Reconnaissant que l’exercice du droit de grève «est consacré dans la Constitution et encadré par les dispositions de la loi n° 90-02 du 6 février 1990», le ministère estime que le recours au débrayage doit intervenir «dans le respect de la procédure légale, notamment après épuisement des procédures préalables de prévention des conflits collectifs, dont la conciliation et la médiation».
Ce faisant, le ministère du Travail menace. «Les organisations syndicales concernées prendraient la responsabilité, soit d’appeler les travailleurs et les fonctionnaires à une grève nationale solidaire contraire aux dispositions de la loi, soit de commettre des actions de contestation se traduisant par une atteinte à la liberté de travail et à la continuité des services publics. Ces actions pourraient donner lieu à la prise de mesures conformément à la réglementation», lit-on dans ce document.
Contacté hier, Boualem Amoura, secrétaire général du syndicat agréé Satef et coordinateur de la CSA, fournit des précisions : «De prime abord, l’appel à la grève a été lancé par des syndicats agréés et non pas par la CSA. Les préavis de grève sont déposés aux noms des syndicats, chacun dans son secteur.» Tout en se montrant étonné par «le fait que c’est le ministère du Travail qui réagit alors que la question du pouvoir d’achat concerne le gouvernement», Boualem Amoura rappelle qu’«aucune réunion n’a été tenue sur l’objet de la grève par le Premier ministère».

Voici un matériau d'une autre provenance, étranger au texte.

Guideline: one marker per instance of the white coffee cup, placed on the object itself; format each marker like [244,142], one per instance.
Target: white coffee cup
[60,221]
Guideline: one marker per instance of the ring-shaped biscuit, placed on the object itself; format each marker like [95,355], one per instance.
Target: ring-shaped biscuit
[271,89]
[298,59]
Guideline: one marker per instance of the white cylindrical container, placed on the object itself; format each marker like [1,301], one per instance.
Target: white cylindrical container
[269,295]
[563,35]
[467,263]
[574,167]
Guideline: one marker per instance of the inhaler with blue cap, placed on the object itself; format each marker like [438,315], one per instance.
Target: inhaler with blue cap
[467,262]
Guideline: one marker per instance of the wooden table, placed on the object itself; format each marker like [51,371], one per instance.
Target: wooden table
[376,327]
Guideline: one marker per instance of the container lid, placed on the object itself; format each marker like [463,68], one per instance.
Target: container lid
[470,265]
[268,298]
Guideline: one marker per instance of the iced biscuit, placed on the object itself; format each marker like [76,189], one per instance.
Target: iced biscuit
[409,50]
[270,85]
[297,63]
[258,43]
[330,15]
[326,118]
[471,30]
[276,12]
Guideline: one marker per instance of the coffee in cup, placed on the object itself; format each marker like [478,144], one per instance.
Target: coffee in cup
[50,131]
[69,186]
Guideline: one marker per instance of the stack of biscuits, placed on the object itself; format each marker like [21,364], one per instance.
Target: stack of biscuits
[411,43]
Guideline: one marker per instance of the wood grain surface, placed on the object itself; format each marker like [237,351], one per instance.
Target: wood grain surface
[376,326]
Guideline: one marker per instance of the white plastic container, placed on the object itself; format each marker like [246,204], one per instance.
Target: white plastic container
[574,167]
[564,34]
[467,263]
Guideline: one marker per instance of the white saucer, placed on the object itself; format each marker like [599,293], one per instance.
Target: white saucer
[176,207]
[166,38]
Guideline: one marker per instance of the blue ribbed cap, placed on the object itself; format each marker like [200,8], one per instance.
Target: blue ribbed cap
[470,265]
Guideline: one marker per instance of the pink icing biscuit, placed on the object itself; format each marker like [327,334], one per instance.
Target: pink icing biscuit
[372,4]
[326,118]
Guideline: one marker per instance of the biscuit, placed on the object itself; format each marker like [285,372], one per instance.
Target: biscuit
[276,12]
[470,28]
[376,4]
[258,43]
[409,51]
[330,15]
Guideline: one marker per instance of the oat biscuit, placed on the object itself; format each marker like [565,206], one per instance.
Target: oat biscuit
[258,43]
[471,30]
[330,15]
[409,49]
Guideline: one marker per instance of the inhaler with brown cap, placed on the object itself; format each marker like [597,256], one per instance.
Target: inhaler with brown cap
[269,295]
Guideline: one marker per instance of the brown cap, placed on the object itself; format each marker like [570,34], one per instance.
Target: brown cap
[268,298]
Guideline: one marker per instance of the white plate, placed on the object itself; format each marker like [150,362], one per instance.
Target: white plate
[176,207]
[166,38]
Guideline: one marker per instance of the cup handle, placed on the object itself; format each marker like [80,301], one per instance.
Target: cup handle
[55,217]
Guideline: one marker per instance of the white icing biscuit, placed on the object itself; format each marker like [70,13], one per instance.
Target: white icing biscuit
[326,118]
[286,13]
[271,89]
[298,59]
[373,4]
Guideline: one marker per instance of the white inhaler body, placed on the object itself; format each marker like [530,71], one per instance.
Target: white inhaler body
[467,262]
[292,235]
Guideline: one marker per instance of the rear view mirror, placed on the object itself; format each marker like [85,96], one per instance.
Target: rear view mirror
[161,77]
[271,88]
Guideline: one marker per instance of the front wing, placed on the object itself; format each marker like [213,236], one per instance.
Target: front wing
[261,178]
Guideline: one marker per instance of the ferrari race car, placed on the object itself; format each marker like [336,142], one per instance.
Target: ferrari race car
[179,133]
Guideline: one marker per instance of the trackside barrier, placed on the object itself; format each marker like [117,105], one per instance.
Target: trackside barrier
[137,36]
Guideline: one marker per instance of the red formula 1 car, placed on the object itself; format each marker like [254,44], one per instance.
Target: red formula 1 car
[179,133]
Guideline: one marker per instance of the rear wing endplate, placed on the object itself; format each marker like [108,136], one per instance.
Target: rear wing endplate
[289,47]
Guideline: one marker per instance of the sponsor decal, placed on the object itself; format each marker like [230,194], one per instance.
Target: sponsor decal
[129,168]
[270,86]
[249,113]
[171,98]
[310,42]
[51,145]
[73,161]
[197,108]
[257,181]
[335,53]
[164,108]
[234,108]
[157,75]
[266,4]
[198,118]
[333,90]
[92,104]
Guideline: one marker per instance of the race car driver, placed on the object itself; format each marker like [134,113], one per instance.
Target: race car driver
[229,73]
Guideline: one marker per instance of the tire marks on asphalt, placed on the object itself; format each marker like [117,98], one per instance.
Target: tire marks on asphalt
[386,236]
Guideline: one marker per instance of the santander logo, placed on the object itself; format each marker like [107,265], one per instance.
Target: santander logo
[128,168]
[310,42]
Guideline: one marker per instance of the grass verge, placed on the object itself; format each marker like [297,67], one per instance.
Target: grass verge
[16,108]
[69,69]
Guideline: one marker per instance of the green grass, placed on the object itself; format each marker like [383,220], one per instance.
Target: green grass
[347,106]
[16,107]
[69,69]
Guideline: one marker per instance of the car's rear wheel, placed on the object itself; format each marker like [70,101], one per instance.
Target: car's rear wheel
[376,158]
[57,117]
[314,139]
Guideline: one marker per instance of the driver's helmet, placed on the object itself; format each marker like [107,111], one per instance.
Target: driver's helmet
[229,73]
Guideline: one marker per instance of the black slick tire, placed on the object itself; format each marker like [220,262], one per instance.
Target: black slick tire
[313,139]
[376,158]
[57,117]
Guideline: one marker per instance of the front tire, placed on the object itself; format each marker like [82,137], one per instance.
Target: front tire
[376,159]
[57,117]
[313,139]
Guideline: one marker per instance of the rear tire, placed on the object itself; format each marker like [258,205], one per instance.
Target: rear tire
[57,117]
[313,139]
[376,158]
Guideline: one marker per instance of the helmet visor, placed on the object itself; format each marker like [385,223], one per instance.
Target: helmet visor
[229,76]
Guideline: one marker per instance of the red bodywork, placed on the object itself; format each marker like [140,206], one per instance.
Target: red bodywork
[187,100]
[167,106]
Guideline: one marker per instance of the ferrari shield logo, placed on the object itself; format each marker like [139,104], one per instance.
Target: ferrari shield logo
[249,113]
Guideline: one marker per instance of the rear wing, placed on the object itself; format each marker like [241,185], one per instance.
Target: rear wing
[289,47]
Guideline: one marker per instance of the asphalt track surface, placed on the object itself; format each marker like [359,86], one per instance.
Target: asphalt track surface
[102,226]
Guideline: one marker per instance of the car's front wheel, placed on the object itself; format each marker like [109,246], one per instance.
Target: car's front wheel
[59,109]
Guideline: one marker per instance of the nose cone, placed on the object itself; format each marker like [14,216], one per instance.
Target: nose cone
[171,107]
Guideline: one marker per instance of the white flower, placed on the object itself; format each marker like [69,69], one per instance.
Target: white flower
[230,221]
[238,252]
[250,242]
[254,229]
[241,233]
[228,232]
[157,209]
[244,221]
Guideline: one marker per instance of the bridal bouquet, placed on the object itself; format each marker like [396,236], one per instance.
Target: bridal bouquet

«Déception du monde du travail»
«Où est ce dialogue ? J’invite le ministre du Travail à relire la Constitution, la loi 90-14 qui vient d’être amendée et la loi 90-02 relative au conflit du travail. De plus, comment tenir une réunion de conciliation avant le dépôt de préavis de grève ?» demande-t-il, affirmant que le gouvernement a été affolé par le fait que le mouvement de grève a connu l’adhésion de huit fédérations de l’UGTA. Concernant l’agrément de la CSA, Boualem Amoura rappelle qu’«une demande a été introduite en 2018, mais elle est restée sans réponse». «Avec la révision de la loi sur les syndicats, nous avons décidé d’introduire un nouveau dossier.
Mais la promulgation du nouveau texte n’a toujours pas eu lieu, alors qu’il a été adopté par les deux Chambres du Parlement depuis un mois», explique-t-il. Ce mouvement de grève, a-t-il rappelé, devait avoir lieu en octobre 2021, «mais avec l’annonce de la suppression de l’IRG, les travailleurs ont décidé de patienter.
Mais en janvier dernier, ils ont découvert qu’ils ne gagnent presque rien. Il y a eu ensuite l’annonce de la révision du point indiciaire. Et là aussi, la déception du monde du travail est grande. Les maigres augmentations ont déjà été englouties par l’inflation».